Established in 2018, the Permaculture Magazine Prize aims to showcase the very best examples of ecological, social and economical regenerative permaculture projects in the world. We want to shine a light on good people and good works in a world on the edge of collapse and climate crisis. We are therefore delighted to announce the winner and runners up of its main category plus the Youth prize supported by the Abundant Earth Foundation.

The Ghana Permaculture Institute (GPI) takes the main £10,000 award for its extraordinary work with its farming community and beyond. GPI have to date trained 8,000 farmers in a range of skills including growing moringa (a highly nutritious nitrogen-fixing tree that can be used to make a variety of natural products from soap to simple medicines), beekeeping, how to set up indigenous tree nurseries and food forests. They have established a micro-credit system for the community and go into schools to teach children how to grow food and farm mushrooms for added income. They teach permaculture design and especially train women in backyard farming. (Read more about them in Permaculture Magazine issue 98, out now.)
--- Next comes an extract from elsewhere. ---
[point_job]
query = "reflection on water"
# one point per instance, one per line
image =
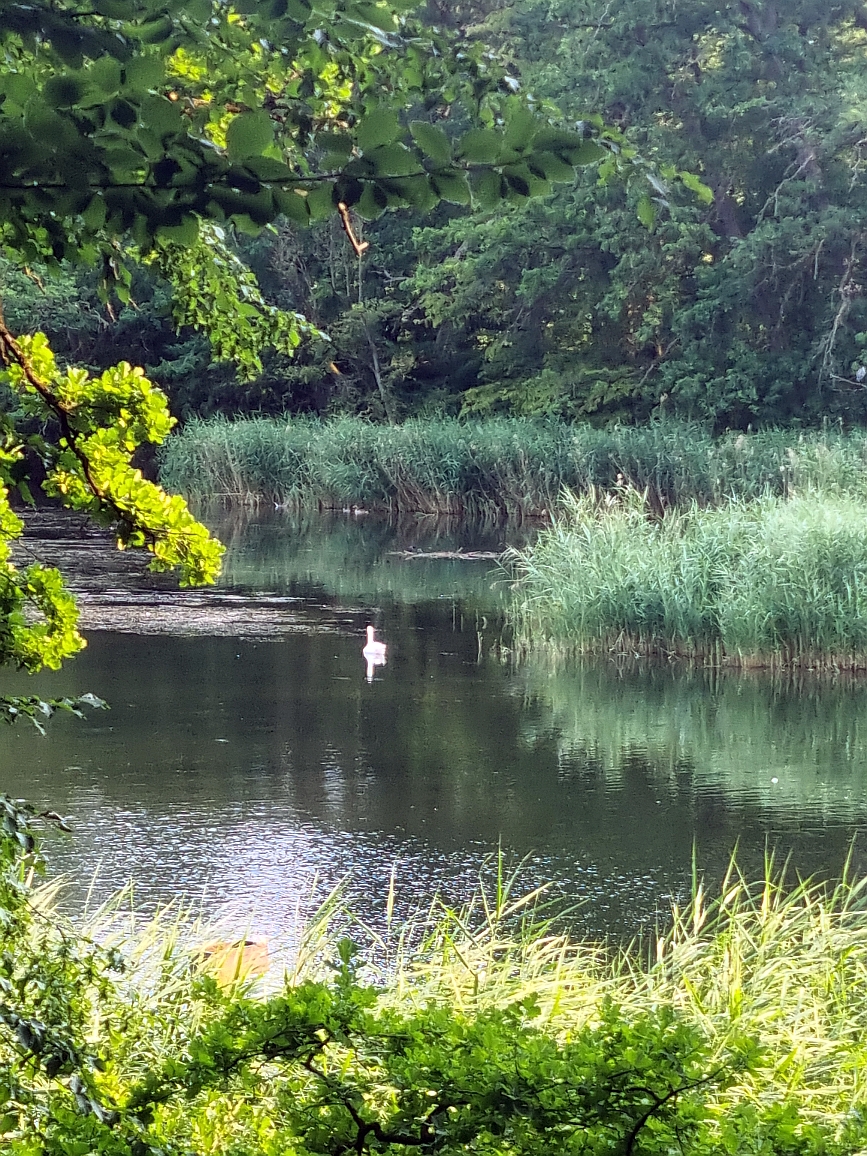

“For us, this is not only an opportunity, but also a challenge to expand our network growth and to implement more sustainable projects that focus on empowering local communities through permaculture,”

Paul Yeboah from GPI.

Key Departmental Heads at GPI

The four runners up are equally impressive and each will receive £2,500.

They are:

  1. Albaydha Project and Albaydha Development Co., Saudi Arabia. This project is an example of agroforestry that can survive on less than 2 inches of rain a year, while restoring shallow aquifers, sequestering carbon, increasing biodiversity, and honoring the pastoral heritage of the local people.
  2. Guba, Swaziland: By offering local people skills to create productive homesteads and learn methods and technologies to be self-sufficient and entrepreneurial, Guba are creating resilient communities for now and the future.
  3. Bentley Urban Farm, UK, a place of refuge, learning and fresh, organic produce in a food desert where there are ample take-aways on every street but not one independent greengrocer. Bentley teaches people how to grow, cook and eat fresh local food and builds community in a fractured society with high unemployment.
  4. Permaculture Provision Project, USA. Working with the local Navaho Nation, this project is creating fresh food in the Colorado Desert and reviving indigenous food growing techniques and traditions. It is showcasing the need for permaculture across the US.
Albaydha Terraces
Bentley Urban Farm Scouts

Abundant Earth Youth Prize

The winner of the Abundant Earth Youth Prize is Millicent Anyango, who uses permaculture methods to feed orphans, school children, and the homeless.  Millicent grew up an orphan in Kenya. She now works at her orphanage teaching the children about fresh, nutritious food. The surplus food goes to the homeless project Millicent also works with. Her commitment to the next generation at such a young age is extraordinary.

Runners up are:

  • Tierra Nueva. After being devastated by hurricane Maria, John Lago Gonzalez turned his family farm in Puerto Rico into a showcase for permaculture techniques. A tree and herb nursery, and waste collection system are already benefitting the community.
  • Felipe Vasconez grows fresh, organic vegetables high in the Ecuadorian mountains. He aims to create a shared space in Ecuador’s capital, where organic and permaculture producers from across the country, can sell their produce whilst educating the nation.